His wife has been interviewed. His phone records exist. His car was driven away in the night by his abductors and never recovered.
He was a lecturer and social media commentator whose only documented crime was criticising the governor. There are those who will say: these are allegations. I invite them to examine the record.
We need not speculate about El-Rufai’s character. The courts have already spoken. In 2017, an Abuja High Court ordered El-Rufai’s government to pay Audu Maikori , founder of Chocolate City, a lawyer and civil rights campaigner , N40 million in damages for his unlawful arrest and detention.
El-Rufai refused to pay. The Court of Appeal affirmed the ruling in 2020, reducing the award to N10.5 million. El-Rufai refused again.
He then personally pushed the case to the Supreme Court, where it remains pending. A man who seeks the protection of courts while openly defying their judgments is not a man who believes in the rule of law. He is a man who believes in the rule of himself.

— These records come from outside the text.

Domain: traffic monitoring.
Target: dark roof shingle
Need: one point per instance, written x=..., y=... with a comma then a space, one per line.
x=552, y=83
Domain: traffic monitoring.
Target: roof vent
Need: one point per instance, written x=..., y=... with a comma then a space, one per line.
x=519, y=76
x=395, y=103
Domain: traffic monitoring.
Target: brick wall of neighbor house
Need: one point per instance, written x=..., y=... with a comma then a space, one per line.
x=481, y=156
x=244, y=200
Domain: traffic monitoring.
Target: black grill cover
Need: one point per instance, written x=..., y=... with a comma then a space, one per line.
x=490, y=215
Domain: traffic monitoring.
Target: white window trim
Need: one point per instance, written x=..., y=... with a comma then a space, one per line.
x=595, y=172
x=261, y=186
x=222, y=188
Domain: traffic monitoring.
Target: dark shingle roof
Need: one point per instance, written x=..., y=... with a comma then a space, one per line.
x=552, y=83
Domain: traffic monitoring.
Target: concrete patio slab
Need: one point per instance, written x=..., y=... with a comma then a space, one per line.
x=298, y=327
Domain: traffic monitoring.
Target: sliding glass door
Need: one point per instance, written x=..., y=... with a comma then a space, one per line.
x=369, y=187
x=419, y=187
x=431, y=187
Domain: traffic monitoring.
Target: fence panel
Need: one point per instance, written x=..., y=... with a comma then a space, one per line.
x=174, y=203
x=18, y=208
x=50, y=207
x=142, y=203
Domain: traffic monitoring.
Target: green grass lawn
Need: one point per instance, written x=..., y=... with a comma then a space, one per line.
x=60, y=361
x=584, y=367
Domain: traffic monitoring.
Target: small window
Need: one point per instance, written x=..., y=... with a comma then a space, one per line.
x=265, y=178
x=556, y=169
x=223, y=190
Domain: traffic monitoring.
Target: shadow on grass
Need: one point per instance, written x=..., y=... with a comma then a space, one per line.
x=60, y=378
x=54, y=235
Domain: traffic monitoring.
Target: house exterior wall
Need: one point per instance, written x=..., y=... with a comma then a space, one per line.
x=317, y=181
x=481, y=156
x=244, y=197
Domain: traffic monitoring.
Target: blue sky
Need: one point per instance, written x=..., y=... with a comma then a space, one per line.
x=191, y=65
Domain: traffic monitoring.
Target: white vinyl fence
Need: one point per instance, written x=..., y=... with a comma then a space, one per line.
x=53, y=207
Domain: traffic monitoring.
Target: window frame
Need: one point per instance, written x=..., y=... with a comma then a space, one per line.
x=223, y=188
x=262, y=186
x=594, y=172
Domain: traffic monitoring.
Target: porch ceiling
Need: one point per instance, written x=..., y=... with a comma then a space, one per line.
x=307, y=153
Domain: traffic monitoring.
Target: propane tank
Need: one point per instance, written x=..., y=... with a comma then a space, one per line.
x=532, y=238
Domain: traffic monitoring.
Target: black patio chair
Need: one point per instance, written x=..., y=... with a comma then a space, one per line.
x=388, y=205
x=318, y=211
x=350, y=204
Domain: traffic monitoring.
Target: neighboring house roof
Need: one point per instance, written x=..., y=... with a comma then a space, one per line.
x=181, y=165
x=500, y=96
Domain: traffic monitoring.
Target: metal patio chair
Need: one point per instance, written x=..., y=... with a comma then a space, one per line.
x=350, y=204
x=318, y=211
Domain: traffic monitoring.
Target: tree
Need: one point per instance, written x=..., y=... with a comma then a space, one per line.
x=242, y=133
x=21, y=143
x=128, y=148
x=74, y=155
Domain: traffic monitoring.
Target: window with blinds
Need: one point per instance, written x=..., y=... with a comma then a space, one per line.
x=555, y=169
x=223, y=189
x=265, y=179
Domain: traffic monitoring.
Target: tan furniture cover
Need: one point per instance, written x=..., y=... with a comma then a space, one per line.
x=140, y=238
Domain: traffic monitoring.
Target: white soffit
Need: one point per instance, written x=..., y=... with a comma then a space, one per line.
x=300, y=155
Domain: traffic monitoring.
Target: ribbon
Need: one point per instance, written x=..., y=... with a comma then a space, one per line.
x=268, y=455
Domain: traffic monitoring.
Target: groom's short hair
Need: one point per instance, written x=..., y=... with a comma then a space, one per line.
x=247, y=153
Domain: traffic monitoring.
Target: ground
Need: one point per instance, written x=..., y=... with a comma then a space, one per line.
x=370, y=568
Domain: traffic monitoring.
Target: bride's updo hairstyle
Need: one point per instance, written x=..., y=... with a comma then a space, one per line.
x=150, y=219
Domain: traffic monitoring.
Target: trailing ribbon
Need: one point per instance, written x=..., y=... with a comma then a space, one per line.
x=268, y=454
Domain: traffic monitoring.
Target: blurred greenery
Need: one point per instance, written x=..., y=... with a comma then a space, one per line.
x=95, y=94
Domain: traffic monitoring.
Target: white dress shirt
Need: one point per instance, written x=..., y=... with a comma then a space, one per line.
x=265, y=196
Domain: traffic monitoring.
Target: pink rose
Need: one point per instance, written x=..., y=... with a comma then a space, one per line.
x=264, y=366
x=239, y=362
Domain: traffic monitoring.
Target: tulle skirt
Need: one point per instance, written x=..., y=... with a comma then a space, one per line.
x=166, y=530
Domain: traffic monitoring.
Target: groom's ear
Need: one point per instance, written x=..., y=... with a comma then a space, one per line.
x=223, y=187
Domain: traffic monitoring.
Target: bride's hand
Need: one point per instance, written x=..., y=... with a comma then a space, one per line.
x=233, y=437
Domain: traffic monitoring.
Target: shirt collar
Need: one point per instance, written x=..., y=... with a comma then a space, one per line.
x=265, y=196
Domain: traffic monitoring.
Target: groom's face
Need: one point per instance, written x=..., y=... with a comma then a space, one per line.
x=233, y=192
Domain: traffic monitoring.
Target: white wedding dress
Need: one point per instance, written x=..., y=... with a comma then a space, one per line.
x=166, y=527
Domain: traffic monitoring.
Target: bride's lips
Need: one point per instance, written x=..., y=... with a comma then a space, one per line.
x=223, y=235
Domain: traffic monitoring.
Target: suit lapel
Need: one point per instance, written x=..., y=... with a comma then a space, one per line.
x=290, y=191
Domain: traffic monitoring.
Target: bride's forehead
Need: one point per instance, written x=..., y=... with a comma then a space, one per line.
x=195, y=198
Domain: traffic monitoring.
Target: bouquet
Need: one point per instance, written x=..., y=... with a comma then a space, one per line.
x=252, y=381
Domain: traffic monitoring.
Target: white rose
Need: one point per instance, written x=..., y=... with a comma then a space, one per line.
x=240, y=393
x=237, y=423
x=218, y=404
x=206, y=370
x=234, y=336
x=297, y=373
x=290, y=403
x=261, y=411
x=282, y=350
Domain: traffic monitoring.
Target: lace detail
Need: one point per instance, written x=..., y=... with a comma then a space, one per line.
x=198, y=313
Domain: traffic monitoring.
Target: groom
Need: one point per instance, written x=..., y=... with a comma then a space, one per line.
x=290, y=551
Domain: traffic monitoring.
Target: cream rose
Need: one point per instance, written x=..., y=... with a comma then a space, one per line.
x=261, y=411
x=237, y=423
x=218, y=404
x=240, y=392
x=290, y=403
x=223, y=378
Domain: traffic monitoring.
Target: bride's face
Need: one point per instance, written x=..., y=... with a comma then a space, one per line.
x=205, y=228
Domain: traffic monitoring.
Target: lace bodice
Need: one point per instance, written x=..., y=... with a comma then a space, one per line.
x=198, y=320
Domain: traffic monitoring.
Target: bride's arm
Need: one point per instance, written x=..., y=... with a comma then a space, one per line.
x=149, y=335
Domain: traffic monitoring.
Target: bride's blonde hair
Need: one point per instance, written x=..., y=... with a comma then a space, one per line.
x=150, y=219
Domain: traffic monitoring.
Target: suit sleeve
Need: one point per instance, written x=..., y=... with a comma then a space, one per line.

Maikori, who has spoken extensively about his ordeal, put it plainly: he who comes to equity must come with clean hands. The same government that sent plainclothes operatives to Port Harcourt to abduct activist Steven Kefas , without an arrest warrant, seizing his phones so he could make no calls, directing police officers not to permit him contact with the outside world , that same government now complains when the legal system is applied to it. Kefas spent 162 days in detention without bail.
His crime, according to the charge sheet, was social media criticism of the governor. He was released only because the news of his abduction had spread before his captors could make him disappear in the manner of Dadiyata. These are not allegations pulled from opposition press releases.
These are court documents, recorded testimonies, and reports by bodies including Amnesty International, the Committee to Protect Journalists, Human Rights Watch, and the Nigerian Bar Association, which took the extraordinary step of withdrawing an invitation to El-Rufai to address their 2020 national conference, citing his record of human rights violations and contempt for judicial orders. There is a category of accusation graver than contempt of court or unlawful arrest. It concerns the people of Southern Kaduna , predominantly Christian, predominantly indigenous , who endured years of what the Middle Belt Forum, International Christian Concern, and multiple civil society groups have described as ethnic and religious targeting under El-Rufai’s watch.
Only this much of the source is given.